Where is this going?

“Boy, that’s a good question,” Taylor said, pausing before continuing. “When I see what’s happened, I tell our staff, ‘Don’t lock your knees. You’ve got to stay flexible.’ Look at what happened to the Pac-12 this summer. I didn’t see that coming. And I didn’t expect Texas and Oklahoma to go to the SEC. A couple years ago, we were the conference that was going to fall apart. Fortunately, we have a commissioner who has put us in a good position.”

At least for now.

It probably wouldn’t be hard for Taylor to look west and see a kindred spirit in Oregon State.

Throughout the 1970s and 1980s, Kansas State and Oregon State were ritually among the worst teams in the country — agricultural colleges isolated in small towns with few resources, little history of success and defeated fans. Eventually, they both found the right coach, Bill Snyder at Kansas State and Mike Riley at Oregon State, who helped them punch above their weight on a regular basis.
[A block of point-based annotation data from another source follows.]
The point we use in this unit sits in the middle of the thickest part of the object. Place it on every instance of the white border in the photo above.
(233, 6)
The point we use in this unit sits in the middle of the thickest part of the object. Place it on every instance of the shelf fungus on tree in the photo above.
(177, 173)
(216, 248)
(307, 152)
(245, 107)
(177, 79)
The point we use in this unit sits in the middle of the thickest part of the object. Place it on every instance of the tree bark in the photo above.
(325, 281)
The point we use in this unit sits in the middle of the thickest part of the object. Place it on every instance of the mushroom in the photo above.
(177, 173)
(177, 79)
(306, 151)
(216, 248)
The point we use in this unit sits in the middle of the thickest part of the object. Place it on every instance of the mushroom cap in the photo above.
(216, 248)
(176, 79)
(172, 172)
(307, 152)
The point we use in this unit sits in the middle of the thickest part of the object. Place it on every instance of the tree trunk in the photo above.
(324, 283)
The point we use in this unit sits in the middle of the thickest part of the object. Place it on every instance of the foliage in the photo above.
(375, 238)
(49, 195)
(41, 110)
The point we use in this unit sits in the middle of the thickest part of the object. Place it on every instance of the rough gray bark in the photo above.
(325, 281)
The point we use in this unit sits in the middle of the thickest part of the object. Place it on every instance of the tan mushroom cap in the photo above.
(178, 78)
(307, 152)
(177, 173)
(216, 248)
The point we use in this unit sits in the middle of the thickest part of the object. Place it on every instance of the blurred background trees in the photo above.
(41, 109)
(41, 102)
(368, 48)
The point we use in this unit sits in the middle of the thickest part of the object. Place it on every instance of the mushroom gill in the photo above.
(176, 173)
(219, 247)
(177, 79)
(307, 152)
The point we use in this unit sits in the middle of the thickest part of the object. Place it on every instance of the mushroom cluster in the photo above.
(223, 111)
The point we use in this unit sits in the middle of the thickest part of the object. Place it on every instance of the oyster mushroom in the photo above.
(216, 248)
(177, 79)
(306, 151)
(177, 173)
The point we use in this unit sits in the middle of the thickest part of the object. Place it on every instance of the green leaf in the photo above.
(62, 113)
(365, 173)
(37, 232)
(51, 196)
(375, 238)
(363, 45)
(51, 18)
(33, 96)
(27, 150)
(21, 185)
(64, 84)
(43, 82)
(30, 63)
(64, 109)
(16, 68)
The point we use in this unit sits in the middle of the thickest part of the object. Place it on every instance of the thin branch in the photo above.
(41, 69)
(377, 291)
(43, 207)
They still do that.

Oregon State is in the same preseason rankings as Kansas State at No. 18, its highest to enter the season since 2001. The Beavers won 10 games last season, added Clemson transfer DJ Uiagalelei at quarterback and have a favorable enough conference schedule — they don’t play USC and won’t host Utah, Washington and UCLA in their newly renovated home stadium — that they could emerge as a playoff dark horse.

It would be a special moment for the state of college football: a team seeking a national championship and a place to call home.